Created attachment 1407934 [details] journal Description of problem: In some cases (I've tested 2 different desktops so far, issue appeared on 1 of them), Fedora can't resume after suspend when launched from DVD (from external USB drive). Version-Release number of selected component (if applicable): kernel-4.16.0-0.rc4.git0.1.fc28.x86_64 How reproducible: Always on affected systems Steps to Reproduce: 1. Run Fedora Live from DVD via an external USB drive 2. Suspend 3. Restore Actual results: No Applications can be launched after resuming, another suspend (which will not happen) would crash the GNOME Shell and prevent user from logging in again. Expected results: System should continue to work just fine after resuming from suspend.

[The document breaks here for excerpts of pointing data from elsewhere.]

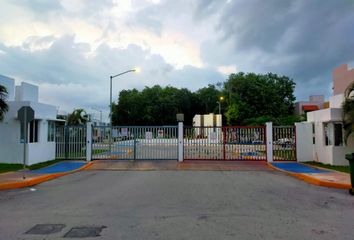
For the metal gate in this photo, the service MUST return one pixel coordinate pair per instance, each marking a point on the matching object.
(135, 143)
(284, 143)
(70, 142)
(225, 143)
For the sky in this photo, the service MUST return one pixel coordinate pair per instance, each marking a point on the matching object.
(69, 48)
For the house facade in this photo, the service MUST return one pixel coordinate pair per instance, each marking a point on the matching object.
(41, 131)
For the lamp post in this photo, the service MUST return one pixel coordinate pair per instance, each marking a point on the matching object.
(110, 103)
(100, 111)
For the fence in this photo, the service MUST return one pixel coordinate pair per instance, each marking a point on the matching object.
(70, 142)
(163, 142)
(284, 143)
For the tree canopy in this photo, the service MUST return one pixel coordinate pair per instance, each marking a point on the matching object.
(3, 105)
(250, 96)
(159, 105)
(77, 117)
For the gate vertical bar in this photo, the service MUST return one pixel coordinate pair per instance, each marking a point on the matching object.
(269, 141)
(89, 141)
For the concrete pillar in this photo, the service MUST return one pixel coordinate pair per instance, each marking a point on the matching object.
(269, 143)
(180, 141)
(88, 141)
(304, 142)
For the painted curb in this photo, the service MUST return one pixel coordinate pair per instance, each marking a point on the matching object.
(313, 180)
(39, 179)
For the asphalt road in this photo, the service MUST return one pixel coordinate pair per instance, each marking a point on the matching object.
(180, 205)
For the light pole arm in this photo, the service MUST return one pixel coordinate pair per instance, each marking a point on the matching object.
(131, 70)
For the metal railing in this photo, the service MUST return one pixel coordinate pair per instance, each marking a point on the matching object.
(135, 143)
(225, 143)
(70, 142)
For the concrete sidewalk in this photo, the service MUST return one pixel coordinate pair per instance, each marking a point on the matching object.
(158, 165)
(314, 175)
(16, 179)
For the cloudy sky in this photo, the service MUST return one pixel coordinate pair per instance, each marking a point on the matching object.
(71, 47)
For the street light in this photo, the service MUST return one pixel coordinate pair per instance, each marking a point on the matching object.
(100, 111)
(110, 103)
(219, 102)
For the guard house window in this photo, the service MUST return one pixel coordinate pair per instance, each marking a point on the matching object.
(51, 131)
(338, 134)
(313, 134)
(33, 136)
(328, 133)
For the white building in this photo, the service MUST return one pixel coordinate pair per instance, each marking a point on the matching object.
(327, 127)
(41, 131)
(315, 102)
(208, 126)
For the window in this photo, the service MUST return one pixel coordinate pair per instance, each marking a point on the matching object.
(33, 136)
(51, 131)
(328, 132)
(333, 134)
(338, 134)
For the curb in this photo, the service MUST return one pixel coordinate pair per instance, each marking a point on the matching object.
(39, 179)
(313, 180)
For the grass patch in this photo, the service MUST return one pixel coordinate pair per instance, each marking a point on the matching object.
(345, 169)
(9, 167)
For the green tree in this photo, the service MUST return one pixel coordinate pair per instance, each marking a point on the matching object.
(207, 98)
(3, 105)
(258, 95)
(154, 106)
(348, 111)
(78, 117)
(231, 114)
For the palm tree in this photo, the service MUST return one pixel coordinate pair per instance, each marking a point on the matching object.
(348, 111)
(78, 117)
(3, 105)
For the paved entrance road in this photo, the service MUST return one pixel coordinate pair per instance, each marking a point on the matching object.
(180, 205)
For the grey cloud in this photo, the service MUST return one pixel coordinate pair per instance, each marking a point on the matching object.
(67, 64)
(302, 39)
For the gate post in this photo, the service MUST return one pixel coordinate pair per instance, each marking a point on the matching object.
(269, 139)
(88, 141)
(180, 141)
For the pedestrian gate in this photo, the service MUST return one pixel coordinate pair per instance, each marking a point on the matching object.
(135, 143)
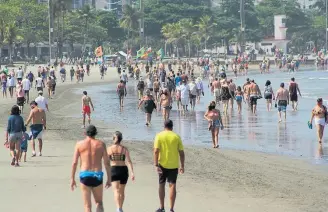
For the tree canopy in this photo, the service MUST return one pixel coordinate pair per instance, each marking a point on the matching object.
(178, 23)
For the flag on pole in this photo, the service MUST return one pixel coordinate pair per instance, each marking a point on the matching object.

Proposed as a Blocker for 28-final by Fedora user frantisekz using the blocker tracking app because: There is no particular criterion that this would violate, but it affects the ability to run the installer or reboot after the installer has finished. We don't know how many % of users would be affected by this. However, since Fedora now suspends after 20 minutes of idling by default, this issue will be visible more likely.
I am really not a fan of this. Suspend and hibernate tend to be flaky and the reasons why they fail tend to be very very hardware specific and may be linked to firmware. Unless suspend and hibernate are considered blocking features I'm against this being a blocker.
Laura: the other thing under discussion would be to resolve this by suppressing the auto-suspend behaviour for live sessions.
Discussed at 2018-03-19 Fedora 28 blocker review meeting: https://meetbot-raw.fedoraproject.org/fedora-blocker-review/2018-03-19/f28-blocker-review.2018-03-19-16.02.html . We agreed to delay the decision on the blocker status of this bug. We're definitely worried about this situation, but we want to do two things before making a decision: 1) Call for wider testing of suspending live sessions, so we can get a better indication of just how broken it is in real-life use 2) Re-start the desktop@ discussion about whether auto-suspend of live sessions should be disabled 'on principle' We'll come back and look at this again in future meetings, hopefully with more data and input. Note, we're pretty solidly agreed that as well as "fix all problems with suspending live sessions", "disable auto-suspend of live sessions" would be a sufficient resolution of this issue.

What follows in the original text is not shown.